在 2020年11月8日,11:30,Tony Liu
<tonyliu0592(a)hotmail.com> 写道:
Is it FileStore or BlueStore? With this SSD-HDD solution, is journal
or WAL/DB on SSD or HDD? My understanding is that, there is no
benefit to put journal or WAL/DB on SSD with such solution. It will
also eliminate the single point of failure when having all WAL/DB
on one SSD. Just want to confirm.
We are building a new cluster, so BlueStore. I think put WAL/DB on SSD is more about
performance. How this is related to eliminating single point of failure?
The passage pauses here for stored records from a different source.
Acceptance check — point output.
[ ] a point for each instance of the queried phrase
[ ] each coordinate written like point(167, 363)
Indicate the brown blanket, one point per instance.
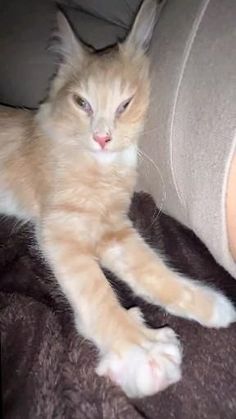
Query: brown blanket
point(48, 370)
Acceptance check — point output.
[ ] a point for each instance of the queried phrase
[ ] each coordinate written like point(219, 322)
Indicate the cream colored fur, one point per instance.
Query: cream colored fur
point(78, 194)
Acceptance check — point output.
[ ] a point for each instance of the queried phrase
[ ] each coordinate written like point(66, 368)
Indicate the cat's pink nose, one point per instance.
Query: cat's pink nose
point(102, 139)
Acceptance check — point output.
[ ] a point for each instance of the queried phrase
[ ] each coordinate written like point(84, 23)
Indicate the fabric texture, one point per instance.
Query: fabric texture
point(48, 369)
point(190, 132)
point(26, 63)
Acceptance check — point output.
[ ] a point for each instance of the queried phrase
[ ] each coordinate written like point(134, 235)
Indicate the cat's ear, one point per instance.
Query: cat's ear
point(68, 46)
point(141, 33)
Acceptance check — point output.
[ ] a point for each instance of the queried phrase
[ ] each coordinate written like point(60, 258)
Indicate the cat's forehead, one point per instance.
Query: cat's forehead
point(109, 70)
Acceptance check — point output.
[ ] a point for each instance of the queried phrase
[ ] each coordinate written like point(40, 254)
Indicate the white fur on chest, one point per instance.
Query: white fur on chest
point(126, 158)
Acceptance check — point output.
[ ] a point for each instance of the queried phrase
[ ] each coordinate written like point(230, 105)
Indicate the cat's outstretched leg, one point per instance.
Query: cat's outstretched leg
point(141, 360)
point(127, 255)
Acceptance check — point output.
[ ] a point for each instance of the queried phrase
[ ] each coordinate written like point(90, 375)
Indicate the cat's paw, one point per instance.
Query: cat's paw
point(224, 312)
point(147, 368)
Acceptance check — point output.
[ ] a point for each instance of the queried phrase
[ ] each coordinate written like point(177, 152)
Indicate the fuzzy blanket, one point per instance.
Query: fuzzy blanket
point(48, 370)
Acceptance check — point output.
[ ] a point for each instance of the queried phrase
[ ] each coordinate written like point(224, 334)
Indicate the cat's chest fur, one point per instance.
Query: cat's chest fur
point(100, 183)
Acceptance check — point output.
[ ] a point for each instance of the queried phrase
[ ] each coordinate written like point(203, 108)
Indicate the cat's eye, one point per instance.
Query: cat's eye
point(123, 106)
point(83, 104)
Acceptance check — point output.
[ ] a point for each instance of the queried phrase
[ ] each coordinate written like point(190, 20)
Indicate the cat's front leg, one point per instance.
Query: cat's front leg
point(126, 254)
point(141, 360)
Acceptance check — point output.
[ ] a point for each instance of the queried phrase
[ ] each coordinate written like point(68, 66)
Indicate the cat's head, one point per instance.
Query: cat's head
point(98, 101)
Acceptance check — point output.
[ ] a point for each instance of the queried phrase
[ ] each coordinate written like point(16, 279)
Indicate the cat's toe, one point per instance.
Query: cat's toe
point(148, 368)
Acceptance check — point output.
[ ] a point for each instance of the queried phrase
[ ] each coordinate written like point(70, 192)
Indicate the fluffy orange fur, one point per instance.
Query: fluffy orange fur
point(54, 173)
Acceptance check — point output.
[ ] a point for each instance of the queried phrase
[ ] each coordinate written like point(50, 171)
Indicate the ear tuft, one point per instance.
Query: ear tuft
point(142, 29)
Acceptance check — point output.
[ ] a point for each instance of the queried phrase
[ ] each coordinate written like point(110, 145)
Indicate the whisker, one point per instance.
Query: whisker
point(142, 154)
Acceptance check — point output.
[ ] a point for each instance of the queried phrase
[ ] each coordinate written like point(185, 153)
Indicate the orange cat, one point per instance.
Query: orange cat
point(71, 168)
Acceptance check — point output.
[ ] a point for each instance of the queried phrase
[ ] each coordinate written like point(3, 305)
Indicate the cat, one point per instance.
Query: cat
point(71, 167)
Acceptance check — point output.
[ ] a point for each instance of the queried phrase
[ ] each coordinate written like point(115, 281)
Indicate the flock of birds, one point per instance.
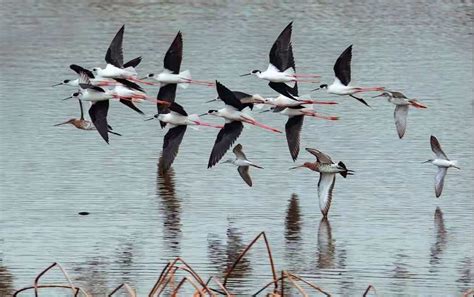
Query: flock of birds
point(120, 81)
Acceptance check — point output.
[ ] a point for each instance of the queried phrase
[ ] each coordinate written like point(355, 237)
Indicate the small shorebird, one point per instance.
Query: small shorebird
point(242, 163)
point(327, 176)
point(172, 64)
point(233, 115)
point(82, 123)
point(115, 67)
point(177, 119)
point(281, 70)
point(401, 109)
point(341, 84)
point(442, 162)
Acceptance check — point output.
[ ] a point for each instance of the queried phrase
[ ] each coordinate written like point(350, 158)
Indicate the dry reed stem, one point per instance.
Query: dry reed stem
point(128, 289)
point(242, 254)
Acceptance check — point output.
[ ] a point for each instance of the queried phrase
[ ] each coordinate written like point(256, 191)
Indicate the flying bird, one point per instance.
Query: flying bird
point(442, 162)
point(242, 163)
point(172, 64)
point(402, 104)
point(281, 70)
point(341, 84)
point(232, 113)
point(327, 176)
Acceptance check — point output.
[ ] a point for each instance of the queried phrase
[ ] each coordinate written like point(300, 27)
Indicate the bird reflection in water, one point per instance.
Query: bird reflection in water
point(326, 246)
point(6, 281)
point(441, 241)
point(170, 207)
point(223, 255)
point(293, 235)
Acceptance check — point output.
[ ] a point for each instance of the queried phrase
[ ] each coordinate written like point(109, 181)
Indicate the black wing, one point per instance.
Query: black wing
point(281, 54)
point(177, 108)
point(78, 69)
point(170, 147)
point(224, 141)
point(98, 113)
point(342, 68)
point(82, 109)
point(129, 84)
point(228, 96)
point(285, 90)
point(166, 93)
point(131, 105)
point(241, 96)
point(114, 54)
point(293, 130)
point(174, 55)
point(133, 63)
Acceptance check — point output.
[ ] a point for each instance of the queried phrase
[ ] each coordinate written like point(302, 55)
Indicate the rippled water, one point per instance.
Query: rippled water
point(385, 228)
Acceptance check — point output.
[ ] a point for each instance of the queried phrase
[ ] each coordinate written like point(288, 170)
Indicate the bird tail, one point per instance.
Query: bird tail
point(346, 171)
point(186, 75)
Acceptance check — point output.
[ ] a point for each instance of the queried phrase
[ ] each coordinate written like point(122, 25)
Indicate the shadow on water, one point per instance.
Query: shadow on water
point(440, 243)
point(223, 255)
point(170, 206)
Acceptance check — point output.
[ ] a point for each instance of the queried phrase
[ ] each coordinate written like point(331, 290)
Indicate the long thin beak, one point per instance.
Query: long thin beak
point(61, 124)
point(296, 167)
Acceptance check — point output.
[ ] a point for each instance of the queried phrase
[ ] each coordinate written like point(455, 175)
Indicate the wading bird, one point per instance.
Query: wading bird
point(341, 84)
point(281, 70)
point(232, 113)
point(242, 163)
point(401, 109)
point(327, 176)
point(442, 162)
point(172, 64)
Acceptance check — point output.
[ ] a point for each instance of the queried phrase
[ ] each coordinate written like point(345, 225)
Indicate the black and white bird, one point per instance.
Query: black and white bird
point(327, 176)
point(341, 84)
point(402, 104)
point(281, 70)
point(234, 117)
point(242, 163)
point(442, 162)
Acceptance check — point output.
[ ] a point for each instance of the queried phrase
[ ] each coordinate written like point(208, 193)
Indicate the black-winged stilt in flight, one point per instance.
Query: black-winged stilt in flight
point(442, 162)
point(281, 69)
point(172, 64)
point(402, 104)
point(341, 84)
point(327, 176)
point(232, 113)
point(242, 163)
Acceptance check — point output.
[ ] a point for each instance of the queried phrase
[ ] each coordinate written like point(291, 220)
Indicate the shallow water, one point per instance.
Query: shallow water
point(385, 227)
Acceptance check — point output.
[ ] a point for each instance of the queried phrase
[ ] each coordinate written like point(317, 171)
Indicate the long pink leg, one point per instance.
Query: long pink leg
point(255, 123)
point(199, 123)
point(369, 89)
point(319, 102)
point(316, 115)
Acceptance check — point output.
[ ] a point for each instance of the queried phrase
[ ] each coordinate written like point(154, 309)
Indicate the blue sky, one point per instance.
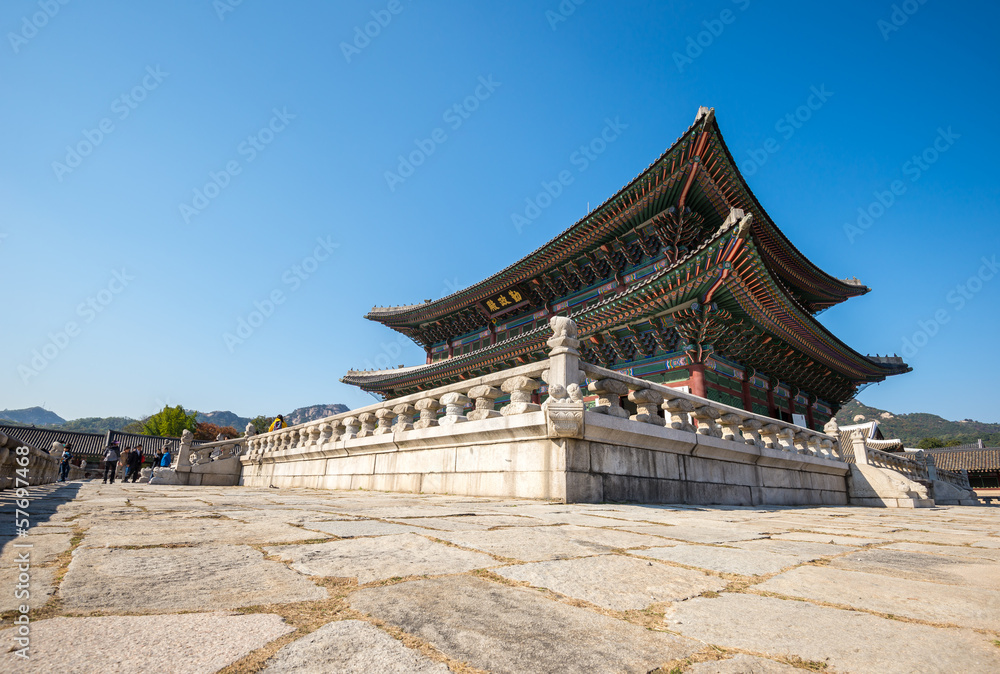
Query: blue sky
point(166, 168)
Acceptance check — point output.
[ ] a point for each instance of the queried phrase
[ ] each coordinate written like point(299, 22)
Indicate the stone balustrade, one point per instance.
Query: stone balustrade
point(31, 465)
point(468, 401)
point(690, 413)
point(215, 451)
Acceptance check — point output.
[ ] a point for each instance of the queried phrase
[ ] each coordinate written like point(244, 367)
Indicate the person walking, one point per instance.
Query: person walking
point(111, 458)
point(277, 424)
point(65, 465)
point(134, 463)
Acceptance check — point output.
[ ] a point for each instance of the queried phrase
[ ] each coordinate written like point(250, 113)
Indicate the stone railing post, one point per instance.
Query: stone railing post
point(609, 393)
point(404, 416)
point(428, 408)
point(564, 408)
point(351, 428)
point(454, 408)
point(647, 406)
point(859, 447)
point(786, 439)
point(520, 389)
point(330, 431)
point(367, 420)
point(484, 396)
point(827, 446)
point(385, 417)
point(679, 410)
point(705, 417)
point(769, 433)
point(751, 432)
point(730, 424)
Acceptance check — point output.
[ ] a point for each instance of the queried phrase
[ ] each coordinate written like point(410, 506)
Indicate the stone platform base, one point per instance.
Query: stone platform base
point(615, 460)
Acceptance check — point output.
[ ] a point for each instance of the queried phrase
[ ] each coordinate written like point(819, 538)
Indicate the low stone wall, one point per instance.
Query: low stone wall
point(616, 460)
point(37, 466)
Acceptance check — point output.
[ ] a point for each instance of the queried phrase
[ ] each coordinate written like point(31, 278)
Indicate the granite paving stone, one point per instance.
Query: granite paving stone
point(192, 643)
point(474, 522)
point(516, 630)
point(355, 528)
point(381, 557)
point(933, 602)
point(534, 544)
point(726, 559)
point(742, 664)
point(920, 566)
point(170, 530)
point(204, 577)
point(350, 647)
point(844, 641)
point(698, 534)
point(613, 581)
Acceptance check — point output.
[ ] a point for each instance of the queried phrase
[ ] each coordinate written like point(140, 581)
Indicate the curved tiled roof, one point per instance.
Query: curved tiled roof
point(986, 459)
point(788, 262)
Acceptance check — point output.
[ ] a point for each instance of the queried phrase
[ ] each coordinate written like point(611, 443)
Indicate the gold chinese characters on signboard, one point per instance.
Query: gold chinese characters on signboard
point(505, 301)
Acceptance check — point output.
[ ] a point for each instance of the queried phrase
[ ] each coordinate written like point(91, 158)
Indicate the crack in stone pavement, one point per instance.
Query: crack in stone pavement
point(270, 580)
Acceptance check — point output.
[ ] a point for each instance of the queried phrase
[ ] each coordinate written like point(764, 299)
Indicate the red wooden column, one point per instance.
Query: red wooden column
point(698, 379)
point(747, 398)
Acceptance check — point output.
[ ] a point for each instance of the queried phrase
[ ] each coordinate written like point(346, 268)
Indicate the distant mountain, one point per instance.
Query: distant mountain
point(314, 412)
point(224, 419)
point(912, 428)
point(96, 424)
point(32, 416)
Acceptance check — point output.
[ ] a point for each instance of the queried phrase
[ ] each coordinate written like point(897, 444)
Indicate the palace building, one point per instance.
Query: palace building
point(680, 278)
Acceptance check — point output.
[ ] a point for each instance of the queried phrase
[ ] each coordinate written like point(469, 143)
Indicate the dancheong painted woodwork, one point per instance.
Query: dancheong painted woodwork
point(680, 278)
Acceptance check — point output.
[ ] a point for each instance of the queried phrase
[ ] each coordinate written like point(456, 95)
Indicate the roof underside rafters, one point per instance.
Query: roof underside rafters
point(645, 197)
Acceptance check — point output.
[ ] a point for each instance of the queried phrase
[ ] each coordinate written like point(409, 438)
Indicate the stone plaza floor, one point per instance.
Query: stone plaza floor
point(139, 578)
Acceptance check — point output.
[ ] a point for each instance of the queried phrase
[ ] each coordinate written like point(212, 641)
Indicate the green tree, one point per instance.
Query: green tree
point(170, 422)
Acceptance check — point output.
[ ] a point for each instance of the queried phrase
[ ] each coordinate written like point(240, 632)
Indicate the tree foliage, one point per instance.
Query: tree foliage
point(208, 432)
point(261, 423)
point(170, 422)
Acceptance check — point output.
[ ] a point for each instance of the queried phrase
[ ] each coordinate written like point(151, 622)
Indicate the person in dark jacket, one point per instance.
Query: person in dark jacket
point(65, 465)
point(111, 455)
point(134, 463)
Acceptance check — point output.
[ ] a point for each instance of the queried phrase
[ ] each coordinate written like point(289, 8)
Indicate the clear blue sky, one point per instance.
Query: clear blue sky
point(309, 129)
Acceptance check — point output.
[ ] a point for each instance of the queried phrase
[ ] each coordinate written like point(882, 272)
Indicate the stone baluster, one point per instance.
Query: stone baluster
point(679, 410)
point(647, 406)
point(520, 389)
point(454, 404)
point(830, 449)
point(428, 408)
point(484, 395)
point(770, 435)
point(705, 417)
point(351, 428)
point(609, 393)
point(404, 416)
point(751, 431)
point(367, 420)
point(786, 439)
point(731, 428)
point(385, 417)
point(328, 431)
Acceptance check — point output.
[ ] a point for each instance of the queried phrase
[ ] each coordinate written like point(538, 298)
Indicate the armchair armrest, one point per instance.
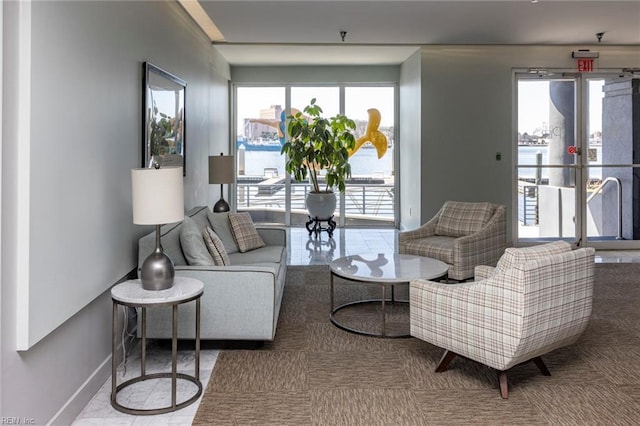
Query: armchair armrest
point(424, 231)
point(442, 313)
point(482, 272)
point(480, 248)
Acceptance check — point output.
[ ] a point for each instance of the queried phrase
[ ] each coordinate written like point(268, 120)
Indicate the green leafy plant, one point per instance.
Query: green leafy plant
point(319, 144)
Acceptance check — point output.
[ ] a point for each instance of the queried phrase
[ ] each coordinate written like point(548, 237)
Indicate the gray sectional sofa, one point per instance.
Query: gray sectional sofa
point(241, 301)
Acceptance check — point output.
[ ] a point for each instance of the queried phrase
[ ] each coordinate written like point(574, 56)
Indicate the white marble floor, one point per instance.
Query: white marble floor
point(303, 250)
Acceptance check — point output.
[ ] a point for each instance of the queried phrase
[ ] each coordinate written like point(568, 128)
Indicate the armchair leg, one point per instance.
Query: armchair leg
point(540, 364)
point(504, 386)
point(444, 361)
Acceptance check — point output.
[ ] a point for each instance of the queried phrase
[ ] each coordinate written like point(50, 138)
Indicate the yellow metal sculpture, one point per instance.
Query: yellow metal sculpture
point(373, 135)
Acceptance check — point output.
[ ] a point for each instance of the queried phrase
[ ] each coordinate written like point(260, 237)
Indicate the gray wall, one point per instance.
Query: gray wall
point(83, 103)
point(410, 136)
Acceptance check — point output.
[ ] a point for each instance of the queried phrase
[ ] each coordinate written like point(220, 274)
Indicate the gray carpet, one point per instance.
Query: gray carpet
point(316, 374)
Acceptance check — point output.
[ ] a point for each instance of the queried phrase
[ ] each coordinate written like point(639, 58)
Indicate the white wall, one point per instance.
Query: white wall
point(467, 110)
point(84, 110)
point(410, 136)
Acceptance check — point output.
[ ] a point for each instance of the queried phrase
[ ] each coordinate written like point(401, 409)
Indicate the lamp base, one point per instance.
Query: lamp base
point(157, 272)
point(221, 206)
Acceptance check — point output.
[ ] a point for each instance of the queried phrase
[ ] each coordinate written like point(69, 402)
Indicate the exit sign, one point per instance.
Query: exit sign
point(584, 64)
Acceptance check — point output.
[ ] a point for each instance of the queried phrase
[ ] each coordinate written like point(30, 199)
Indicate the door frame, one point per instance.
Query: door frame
point(581, 141)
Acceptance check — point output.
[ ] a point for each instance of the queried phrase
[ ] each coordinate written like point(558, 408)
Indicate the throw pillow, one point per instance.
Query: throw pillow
point(245, 232)
point(458, 219)
point(193, 247)
point(513, 256)
point(220, 224)
point(215, 247)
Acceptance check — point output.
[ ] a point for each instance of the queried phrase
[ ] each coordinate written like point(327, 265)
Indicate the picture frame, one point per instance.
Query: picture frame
point(164, 118)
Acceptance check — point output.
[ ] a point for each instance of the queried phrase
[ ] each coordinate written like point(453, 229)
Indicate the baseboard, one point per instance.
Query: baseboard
point(81, 398)
point(74, 406)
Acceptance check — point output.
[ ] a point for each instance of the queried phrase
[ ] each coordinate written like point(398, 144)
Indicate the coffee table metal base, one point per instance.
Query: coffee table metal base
point(383, 301)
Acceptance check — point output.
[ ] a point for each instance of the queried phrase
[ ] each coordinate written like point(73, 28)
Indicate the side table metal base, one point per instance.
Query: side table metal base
point(162, 410)
point(130, 294)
I’m going to
deploy WAL/DB on SSD for my HDD OSDs. And of course, just use single device for SSD OSDs
Another thought is to have separate pools, like
all-SSD pool and
all-HDD pool. Each pool will be used for different purpose. For example,
image, backup, object can be in all-HDD pool and VM volume can be in
all-SSD pool.
Thanks!
Tony
> -----Original Message-----
> From: 胡 玮文 <huww98(a)outlook.com>
> Sent: Monday, October 26, 2020 9:20 AM
> To: Frank Schilder <frans(a)dtu.dk>
> Cc: Anthony D'Atri <anthony.datri(a)gmail.com>om>; ceph-users(a)ceph.io
> Subject: [ceph-users] Re: The feasibility of mixed SSD and HDD
> replicated pool
>
>
>>> 在 2020年10月26日,15:43,Frank Schilder <frans(a)dtu.dk> 写道:
>>
>>
>>> I’ve never seen anything that implies that lead OSDs within an acting
> set are a function of CRUSH rule ordering.
>>
>> This is actually a good question. I believed that I had seen/heard
> that somewhere, but I might be wrong.
>>
>> Looking at the definition of a PG, is states that a PG is an ordered
> set of OSD (IDs) and the first up OSD will be the primary. In other
> words, it seems that the lowest OSD ID is decisive. If the SSDs were
> deployed before the HDDs, they have the smallest IDs and, hence, will be
> preferred as primary OSDs.
>
> I don’t think this is correct. From my experiments, using previously
> mentioned CRUSH rule, no matter what the IDs of the SSD OSDs are, the
> primary OSDs are always SSD.
>
> I also have a look at the code, if I understand it correctly:
>
> * If the default primary affinity is not changed, then the logic about
> primary affinity is skipped, and the primary would be the first one
> returned by CRUSH algorithm [1].
>
> * The order of OSDs returned by CRUSH still matters if you changed the
> primary affinity. The affinity represents the probability of a test to
> be success. The first OSD will be tested first, and will have higher
> probability to become primary. [2]
> * If any OSD has primary affinity = 1.0, the test will always success,
> and any OSD after it will never be primary.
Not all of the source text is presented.